The fur was removed and, in the form of samples, ^{heated in an oven at 177 °} C. for 2 hours to test the heat resistance. The discoloration observed at 15 minute intervals is given in the table below.

Table V

E. F. io heating time Triphenyl phosphite
(Comparison) according to the invention
manufactured phosphite
(see below) (Minutes) Initially colorless colorless 15 15 Dark red yellow 30th Dark red Amber color Brown 45 Amber color ⁶⁰ Amber color 75 Amber color 90 orange 105 orange 120 Orange brown

Phosphite F = diisooctyl-2,2'-bis (p-hydroxyphenyl) propane phosphite (Example 1).

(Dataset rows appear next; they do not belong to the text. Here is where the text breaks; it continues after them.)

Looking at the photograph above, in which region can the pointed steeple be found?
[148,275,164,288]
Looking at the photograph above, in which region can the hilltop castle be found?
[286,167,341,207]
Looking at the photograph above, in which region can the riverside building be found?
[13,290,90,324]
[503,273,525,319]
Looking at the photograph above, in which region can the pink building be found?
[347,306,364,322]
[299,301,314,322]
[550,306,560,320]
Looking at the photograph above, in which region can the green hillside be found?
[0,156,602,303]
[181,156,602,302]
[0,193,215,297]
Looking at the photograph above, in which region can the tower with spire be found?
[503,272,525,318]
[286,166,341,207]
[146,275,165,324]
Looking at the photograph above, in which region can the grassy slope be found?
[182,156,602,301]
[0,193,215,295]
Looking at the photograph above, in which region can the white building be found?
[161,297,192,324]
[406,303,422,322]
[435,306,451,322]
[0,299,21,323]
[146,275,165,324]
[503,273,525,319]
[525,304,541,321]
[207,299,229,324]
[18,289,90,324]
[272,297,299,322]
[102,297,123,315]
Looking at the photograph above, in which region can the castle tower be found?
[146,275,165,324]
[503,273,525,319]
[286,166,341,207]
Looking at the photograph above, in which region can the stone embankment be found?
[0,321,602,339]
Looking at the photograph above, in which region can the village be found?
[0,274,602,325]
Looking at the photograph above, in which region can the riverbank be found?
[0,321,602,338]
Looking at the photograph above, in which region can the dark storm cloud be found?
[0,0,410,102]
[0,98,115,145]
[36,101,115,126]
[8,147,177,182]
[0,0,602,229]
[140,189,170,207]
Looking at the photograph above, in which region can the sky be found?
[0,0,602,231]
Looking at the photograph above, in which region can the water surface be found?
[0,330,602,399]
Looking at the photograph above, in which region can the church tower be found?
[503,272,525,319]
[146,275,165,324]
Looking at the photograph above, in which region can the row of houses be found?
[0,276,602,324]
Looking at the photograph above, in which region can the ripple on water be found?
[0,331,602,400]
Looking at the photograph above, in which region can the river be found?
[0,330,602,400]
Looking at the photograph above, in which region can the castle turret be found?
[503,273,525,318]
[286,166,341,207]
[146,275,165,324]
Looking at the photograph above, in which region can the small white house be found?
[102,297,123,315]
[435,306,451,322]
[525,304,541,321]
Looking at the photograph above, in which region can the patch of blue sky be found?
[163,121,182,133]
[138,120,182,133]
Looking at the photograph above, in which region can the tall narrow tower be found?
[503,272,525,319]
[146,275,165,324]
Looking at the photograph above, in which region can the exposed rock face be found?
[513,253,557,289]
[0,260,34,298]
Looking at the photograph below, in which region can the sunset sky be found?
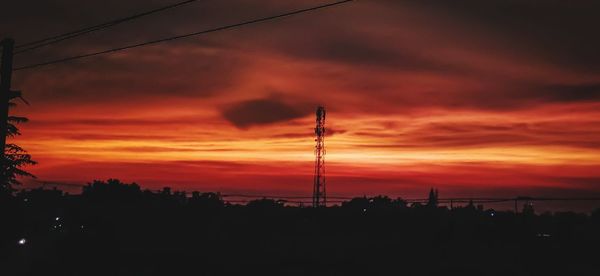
[0,0,600,202]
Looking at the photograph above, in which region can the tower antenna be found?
[313,106,327,207]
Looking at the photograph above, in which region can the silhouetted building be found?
[427,188,438,208]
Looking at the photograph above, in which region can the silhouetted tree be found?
[82,179,142,200]
[0,108,37,194]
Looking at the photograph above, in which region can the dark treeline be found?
[0,180,600,275]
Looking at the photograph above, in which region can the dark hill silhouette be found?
[0,180,600,276]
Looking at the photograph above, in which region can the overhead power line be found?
[15,0,198,54]
[14,0,353,71]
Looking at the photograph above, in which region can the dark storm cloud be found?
[404,0,600,72]
[222,98,310,128]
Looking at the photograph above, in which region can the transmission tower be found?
[313,106,327,207]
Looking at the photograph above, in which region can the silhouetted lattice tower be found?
[313,106,327,207]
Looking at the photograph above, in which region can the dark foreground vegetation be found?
[0,181,600,276]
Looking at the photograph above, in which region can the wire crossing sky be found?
[0,0,600,207]
[14,0,353,71]
[15,0,198,54]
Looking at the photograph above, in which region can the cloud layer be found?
[0,0,600,199]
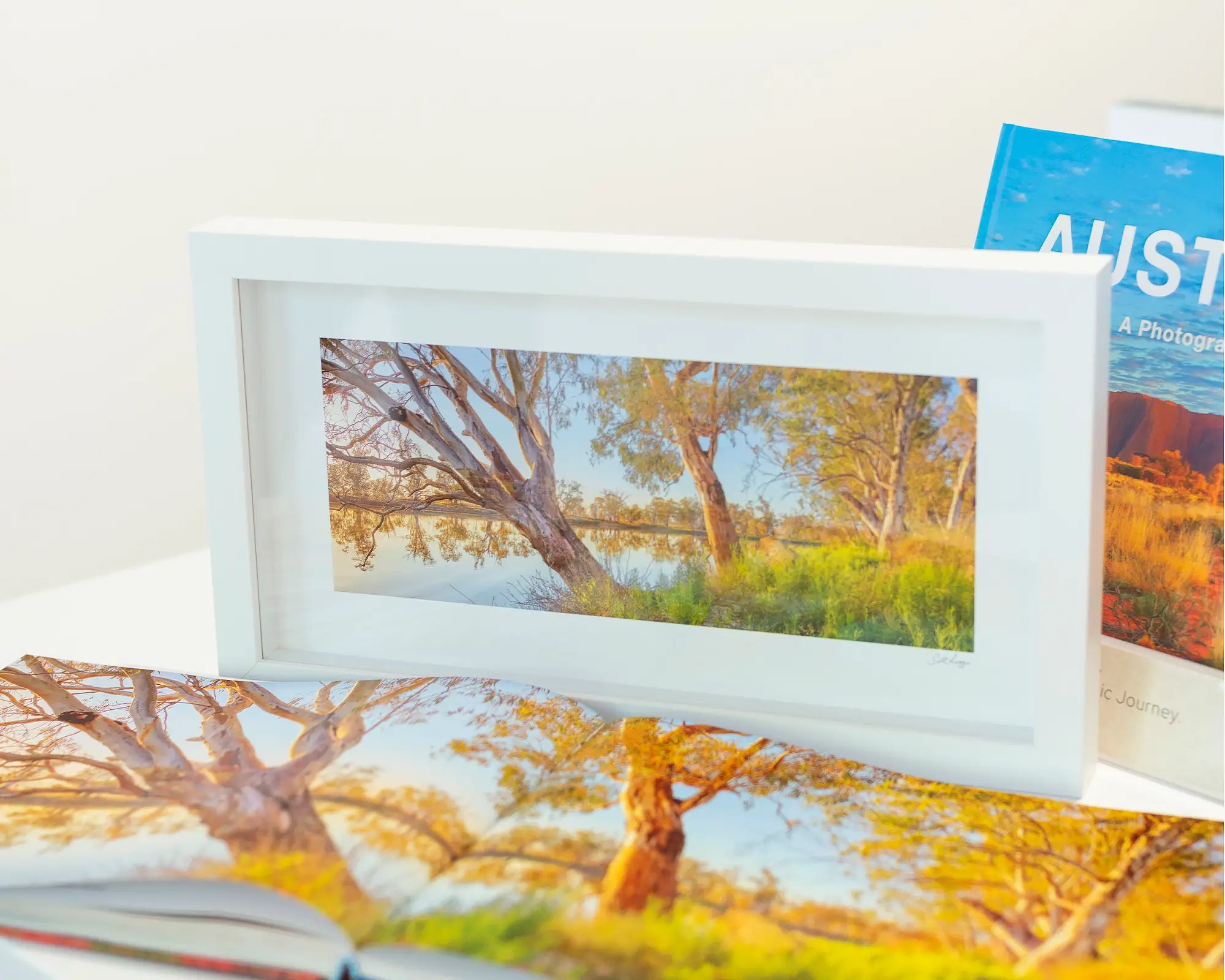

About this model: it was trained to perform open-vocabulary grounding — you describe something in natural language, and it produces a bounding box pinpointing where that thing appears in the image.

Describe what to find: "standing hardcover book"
[976,125,1225,799]
[0,657,1221,980]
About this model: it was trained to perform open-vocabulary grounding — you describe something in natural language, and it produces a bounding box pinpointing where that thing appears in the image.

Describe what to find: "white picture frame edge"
[190,218,1110,797]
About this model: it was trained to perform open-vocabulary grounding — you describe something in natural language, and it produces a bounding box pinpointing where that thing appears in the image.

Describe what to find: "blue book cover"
[975,125,1225,669]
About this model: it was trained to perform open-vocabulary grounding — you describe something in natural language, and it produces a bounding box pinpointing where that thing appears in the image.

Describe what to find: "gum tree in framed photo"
[192,219,1109,794]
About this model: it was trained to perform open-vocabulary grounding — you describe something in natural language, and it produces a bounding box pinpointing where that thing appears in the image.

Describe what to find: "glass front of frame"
[318,338,978,653]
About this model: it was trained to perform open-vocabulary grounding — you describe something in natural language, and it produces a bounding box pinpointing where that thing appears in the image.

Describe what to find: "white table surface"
[0,550,1225,980]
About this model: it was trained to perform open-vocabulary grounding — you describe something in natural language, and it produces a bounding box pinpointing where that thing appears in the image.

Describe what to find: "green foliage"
[380,903,1016,980]
[583,358,775,492]
[546,544,974,652]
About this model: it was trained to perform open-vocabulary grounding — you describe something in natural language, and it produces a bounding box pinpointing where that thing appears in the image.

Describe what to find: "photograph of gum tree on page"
[321,339,978,652]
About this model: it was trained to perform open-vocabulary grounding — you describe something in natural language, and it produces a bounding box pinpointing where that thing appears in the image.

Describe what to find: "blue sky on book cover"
[975,125,1225,670]
[978,126,1225,415]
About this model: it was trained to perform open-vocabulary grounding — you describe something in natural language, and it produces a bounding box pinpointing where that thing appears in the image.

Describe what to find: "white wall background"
[0,0,1223,595]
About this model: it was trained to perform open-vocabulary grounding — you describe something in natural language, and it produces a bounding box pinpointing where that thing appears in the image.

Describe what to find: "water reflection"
[331,507,707,605]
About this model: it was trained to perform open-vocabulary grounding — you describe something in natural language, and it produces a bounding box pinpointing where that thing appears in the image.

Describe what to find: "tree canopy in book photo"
[0,657,1223,980]
[321,339,978,650]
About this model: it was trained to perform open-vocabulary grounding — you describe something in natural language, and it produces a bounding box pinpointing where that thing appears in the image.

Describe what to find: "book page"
[0,657,600,938]
[370,718,1223,980]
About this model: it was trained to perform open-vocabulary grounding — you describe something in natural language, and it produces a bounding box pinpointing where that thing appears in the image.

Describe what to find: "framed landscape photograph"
[192,219,1109,795]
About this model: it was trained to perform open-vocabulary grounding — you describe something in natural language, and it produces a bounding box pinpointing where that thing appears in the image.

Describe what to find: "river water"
[332,517,708,605]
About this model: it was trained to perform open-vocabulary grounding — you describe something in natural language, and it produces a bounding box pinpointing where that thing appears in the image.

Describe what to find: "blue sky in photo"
[0,675,880,909]
[979,126,1225,415]
[338,341,960,514]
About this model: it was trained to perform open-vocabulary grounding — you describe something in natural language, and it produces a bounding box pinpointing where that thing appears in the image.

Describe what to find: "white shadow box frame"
[191,219,1110,796]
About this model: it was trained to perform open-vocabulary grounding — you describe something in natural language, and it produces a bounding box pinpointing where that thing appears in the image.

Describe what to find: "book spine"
[974,123,1017,249]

The above results show that the phosphites prepared according to the invention, in addition contain free phenolic groups to the phosphite core, a superior long-term resistance and a give better color after heating at 177 ° C for 2 hours. These results "are particularly excellent, because polyvinyl chloride resin compounds, the tri- (2-ethylhexyl) phosphate and other phosphate plasticizers of this type are particularly difficult to stabilize.

Claims (1)

Claim: Process for the production of organic phosphites containing at least one esterified phenol the general formula Ar -Y-Ar contain, in the Ar carbocyclic aromatic nuclei, especially benzene nuclei, which at least contain a free phenolic hydroxyl group, and Y an oxygen, alkylene, oxyalkylene, Sulfoalkylene or cyclohexylene bridge each with 1 to 5 carbon atoms per alkylene radical means, characterized by that one is a phenol of the general formula Ar -Y-Ar in which Ar and Y have the above meaning, in a manner known per se with an alkyl or Aryl phosphite transesterified.